12 warning signs that Apple is expanding

The company has limitless potential

New industries, new staff, new roles and a huge investment in clean energy for its European cloud services – put it all together and it seems clear that Apple is expanding.

In a big way

Think about it – while the usual suspects spent time since the passing of Steve Jobs berating Apple and its new leader, Tim Cook, the company stayed cool and assembled a plan for massive expansion.

Here are a dozen signs suggesting this:

  1. Apple Watch
  2. Apple Pay
  3. The Beats acquisition
  4. The Apple/IBM alliance in the enterprise
  5. The Apple digital health story
  6. iBeacons and the retail revolution
  7. Massive investments in clean energy
  8. Renewed public commitments to human and environmental rights
  9. Recruitment of experts in battery technologies from Samsung, Tesla…
  10. Recruitment of experts in in-car telematics
  11. International recruitment of journalists to help add a human touch to iTunes
  12. The decision to make both OS X and iOS free, to align the two operating systems in a logical fashion and to offer public betas of each iteration

Need I go on?

Apple’s balance sheet is healthier than ever. Combine iPad and Mac sales and Apple is the biggest PC maker in the industry. Soon its smartphones will deliver desktop class experiences.

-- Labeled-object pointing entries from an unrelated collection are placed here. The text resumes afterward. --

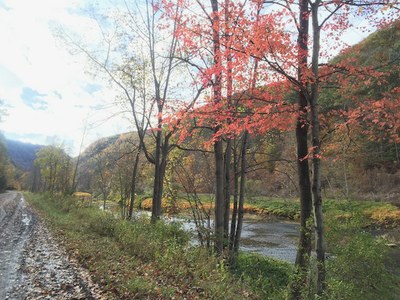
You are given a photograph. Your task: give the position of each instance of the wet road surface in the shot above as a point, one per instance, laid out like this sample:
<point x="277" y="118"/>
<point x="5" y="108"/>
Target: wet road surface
<point x="33" y="265"/>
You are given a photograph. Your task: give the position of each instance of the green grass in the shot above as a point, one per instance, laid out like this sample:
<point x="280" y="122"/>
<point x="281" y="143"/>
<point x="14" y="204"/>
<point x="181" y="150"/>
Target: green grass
<point x="140" y="260"/>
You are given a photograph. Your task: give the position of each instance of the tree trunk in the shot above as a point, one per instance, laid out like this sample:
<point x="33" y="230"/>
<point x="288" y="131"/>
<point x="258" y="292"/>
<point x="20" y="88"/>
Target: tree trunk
<point x="158" y="180"/>
<point x="243" y="168"/>
<point x="227" y="194"/>
<point x="304" y="247"/>
<point x="219" y="197"/>
<point x="316" y="160"/>
<point x="133" y="184"/>
<point x="218" y="146"/>
<point x="235" y="201"/>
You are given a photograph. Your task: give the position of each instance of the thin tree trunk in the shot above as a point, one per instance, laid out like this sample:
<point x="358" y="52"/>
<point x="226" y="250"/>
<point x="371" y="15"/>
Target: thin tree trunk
<point x="218" y="146"/>
<point x="316" y="160"/>
<point x="304" y="247"/>
<point x="133" y="184"/>
<point x="243" y="168"/>
<point x="219" y="197"/>
<point x="235" y="201"/>
<point x="227" y="194"/>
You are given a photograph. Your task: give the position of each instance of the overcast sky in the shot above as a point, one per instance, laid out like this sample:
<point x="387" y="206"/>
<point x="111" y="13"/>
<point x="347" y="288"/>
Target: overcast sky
<point x="48" y="94"/>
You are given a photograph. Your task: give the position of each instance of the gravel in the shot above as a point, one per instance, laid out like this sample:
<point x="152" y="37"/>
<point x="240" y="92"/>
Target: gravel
<point x="34" y="264"/>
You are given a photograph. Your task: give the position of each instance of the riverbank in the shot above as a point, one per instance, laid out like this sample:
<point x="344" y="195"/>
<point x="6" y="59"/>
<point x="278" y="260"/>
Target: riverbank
<point x="139" y="260"/>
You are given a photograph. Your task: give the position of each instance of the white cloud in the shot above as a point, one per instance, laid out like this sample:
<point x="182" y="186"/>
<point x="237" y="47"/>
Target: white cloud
<point x="31" y="57"/>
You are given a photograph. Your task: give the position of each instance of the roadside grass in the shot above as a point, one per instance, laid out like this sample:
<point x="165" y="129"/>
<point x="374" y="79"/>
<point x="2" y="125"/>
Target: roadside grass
<point x="374" y="213"/>
<point x="140" y="260"/>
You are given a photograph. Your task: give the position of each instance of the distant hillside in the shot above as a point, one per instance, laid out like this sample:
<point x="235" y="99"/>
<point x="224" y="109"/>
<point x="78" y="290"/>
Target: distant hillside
<point x="105" y="151"/>
<point x="22" y="155"/>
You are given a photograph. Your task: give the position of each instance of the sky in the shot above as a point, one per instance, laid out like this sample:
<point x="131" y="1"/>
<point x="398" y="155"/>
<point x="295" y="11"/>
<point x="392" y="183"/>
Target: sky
<point x="49" y="94"/>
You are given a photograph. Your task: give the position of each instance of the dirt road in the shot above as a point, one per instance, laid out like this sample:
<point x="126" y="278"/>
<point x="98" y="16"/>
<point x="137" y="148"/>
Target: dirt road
<point x="32" y="264"/>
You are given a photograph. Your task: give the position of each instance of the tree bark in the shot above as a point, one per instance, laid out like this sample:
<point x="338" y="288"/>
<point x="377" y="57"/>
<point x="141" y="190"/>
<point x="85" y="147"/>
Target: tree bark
<point x="227" y="189"/>
<point x="316" y="160"/>
<point x="304" y="247"/>
<point x="218" y="144"/>
<point x="243" y="168"/>
<point x="133" y="184"/>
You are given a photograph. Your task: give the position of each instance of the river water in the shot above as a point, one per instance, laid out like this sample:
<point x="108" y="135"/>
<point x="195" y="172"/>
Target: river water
<point x="273" y="238"/>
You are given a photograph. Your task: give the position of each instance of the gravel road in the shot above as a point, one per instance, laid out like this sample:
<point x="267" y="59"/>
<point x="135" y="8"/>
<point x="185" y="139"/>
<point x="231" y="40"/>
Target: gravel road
<point x="33" y="265"/>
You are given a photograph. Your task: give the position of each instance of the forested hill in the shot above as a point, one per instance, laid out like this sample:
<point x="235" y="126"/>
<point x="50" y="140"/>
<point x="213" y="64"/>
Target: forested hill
<point x="22" y="155"/>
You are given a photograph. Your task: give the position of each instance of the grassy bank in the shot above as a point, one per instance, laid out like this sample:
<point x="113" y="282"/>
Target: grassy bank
<point x="372" y="213"/>
<point x="139" y="260"/>
<point x="145" y="261"/>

None of these manifestations are miraculous. Each of these steps is planned as the company works to ensure its solutions are at the cutting edge of digital transformation.

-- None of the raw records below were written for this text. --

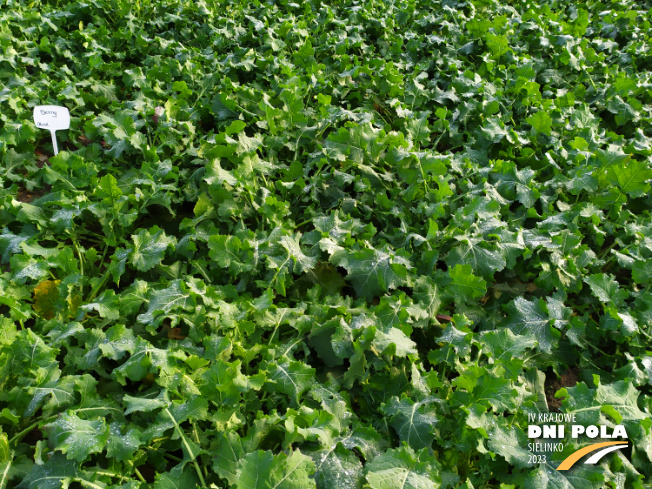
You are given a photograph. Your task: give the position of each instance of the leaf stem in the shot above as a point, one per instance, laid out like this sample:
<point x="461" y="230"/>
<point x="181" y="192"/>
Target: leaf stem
<point x="185" y="442"/>
<point x="139" y="475"/>
<point x="4" y="474"/>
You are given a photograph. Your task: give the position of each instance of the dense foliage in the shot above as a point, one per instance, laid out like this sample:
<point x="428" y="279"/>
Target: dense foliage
<point x="323" y="244"/>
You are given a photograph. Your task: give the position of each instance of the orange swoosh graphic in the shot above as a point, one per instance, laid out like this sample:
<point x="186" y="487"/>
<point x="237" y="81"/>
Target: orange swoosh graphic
<point x="574" y="457"/>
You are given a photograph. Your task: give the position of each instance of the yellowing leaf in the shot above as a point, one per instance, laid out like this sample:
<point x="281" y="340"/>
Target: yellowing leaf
<point x="46" y="295"/>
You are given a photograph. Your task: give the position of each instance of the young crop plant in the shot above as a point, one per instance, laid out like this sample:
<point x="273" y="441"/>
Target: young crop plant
<point x="383" y="244"/>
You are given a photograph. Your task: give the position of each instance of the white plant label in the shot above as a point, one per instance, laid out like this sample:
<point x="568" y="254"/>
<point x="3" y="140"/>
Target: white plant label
<point x="53" y="118"/>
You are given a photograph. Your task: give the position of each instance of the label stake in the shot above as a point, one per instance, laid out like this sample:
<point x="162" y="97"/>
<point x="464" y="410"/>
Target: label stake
<point x="53" y="118"/>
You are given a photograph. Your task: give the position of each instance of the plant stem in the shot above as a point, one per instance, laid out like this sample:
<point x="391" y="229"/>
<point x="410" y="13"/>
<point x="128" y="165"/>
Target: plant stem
<point x="185" y="443"/>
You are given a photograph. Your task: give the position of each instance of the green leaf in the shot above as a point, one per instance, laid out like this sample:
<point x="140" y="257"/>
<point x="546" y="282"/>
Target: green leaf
<point x="534" y="318"/>
<point x="402" y="468"/>
<point x="290" y="377"/>
<point x="465" y="285"/>
<point x="262" y="470"/>
<point x="541" y="122"/>
<point x="413" y="421"/>
<point x="77" y="438"/>
<point x="53" y="474"/>
<point x="606" y="289"/>
<point x="149" y="248"/>
<point x="372" y="271"/>
<point x="337" y="468"/>
<point x="631" y="176"/>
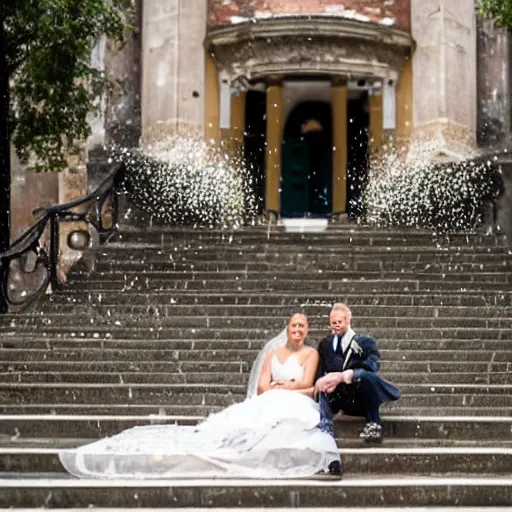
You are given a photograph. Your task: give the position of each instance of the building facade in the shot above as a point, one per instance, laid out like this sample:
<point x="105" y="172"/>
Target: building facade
<point x="308" y="88"/>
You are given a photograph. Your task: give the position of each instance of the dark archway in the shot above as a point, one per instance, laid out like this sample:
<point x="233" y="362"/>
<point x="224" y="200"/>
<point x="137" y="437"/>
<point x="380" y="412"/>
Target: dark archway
<point x="306" y="170"/>
<point x="254" y="144"/>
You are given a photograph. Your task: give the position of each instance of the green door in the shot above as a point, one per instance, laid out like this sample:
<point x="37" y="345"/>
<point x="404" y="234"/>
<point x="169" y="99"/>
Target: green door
<point x="295" y="178"/>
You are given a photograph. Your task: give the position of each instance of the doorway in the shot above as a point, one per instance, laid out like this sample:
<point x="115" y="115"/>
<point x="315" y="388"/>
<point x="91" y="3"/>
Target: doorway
<point x="306" y="171"/>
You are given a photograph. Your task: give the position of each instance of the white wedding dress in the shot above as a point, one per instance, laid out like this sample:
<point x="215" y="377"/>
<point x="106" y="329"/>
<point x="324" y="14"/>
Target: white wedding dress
<point x="273" y="435"/>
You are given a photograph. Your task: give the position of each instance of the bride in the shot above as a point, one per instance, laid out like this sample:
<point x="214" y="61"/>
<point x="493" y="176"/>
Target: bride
<point x="274" y="433"/>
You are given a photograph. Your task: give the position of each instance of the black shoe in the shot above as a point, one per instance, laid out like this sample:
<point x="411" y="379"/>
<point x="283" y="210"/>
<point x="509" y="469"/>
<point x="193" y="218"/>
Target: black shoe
<point x="333" y="472"/>
<point x="371" y="433"/>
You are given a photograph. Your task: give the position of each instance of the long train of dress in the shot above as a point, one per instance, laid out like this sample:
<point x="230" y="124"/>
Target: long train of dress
<point x="273" y="435"/>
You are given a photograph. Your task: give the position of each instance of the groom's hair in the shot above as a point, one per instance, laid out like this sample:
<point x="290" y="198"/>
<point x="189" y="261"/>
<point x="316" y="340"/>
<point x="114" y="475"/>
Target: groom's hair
<point x="339" y="306"/>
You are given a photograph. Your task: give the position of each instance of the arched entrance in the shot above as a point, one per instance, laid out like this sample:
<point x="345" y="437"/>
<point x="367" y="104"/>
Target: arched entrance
<point x="306" y="177"/>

In each case the company builds new solutions on the back of solutions that preceded them – think iTunes and iPad, or iPod and iPhone as examples of this approach.

Where next?

There’s talk Apple may become a car manufacturer. It has recruited lots of people from the car industry and lots of people seem convinced – some even claim Apple wants to drive its car by 2020. I think these hires are focused on engine/vehicle transmission and control systems and telematics, rather than vehicle design, so I rather suspect vehicle intelligence is the core focus.

Apple can do lots more.

Every year, Gartner publishes its Hype Cycle for emerging businesses. If you look at 2014’s report, you’ll see Apple is already involved in at least some of these emerging solutions, for example:

  • Speech recognition
  • Smart Advisors
  • Bio Chips
  • Natural language questioning
  • Big Data
  • Connected home
  • Cloud computing
  • Mobile health

Ride the hype cycle

There are more, but some of the Hype Cycle sectors Apple doesn’t seem too heavily involved in at this time include: 3D printing, augmented reality, robotics, human augmentation. Yet, equipped with Siri, IBM’s Watson and its own technology platforms it makes sense to imagine Apple entering any of these sectors, particularly 3D printing, which appears to be a technology on the edge of prime time.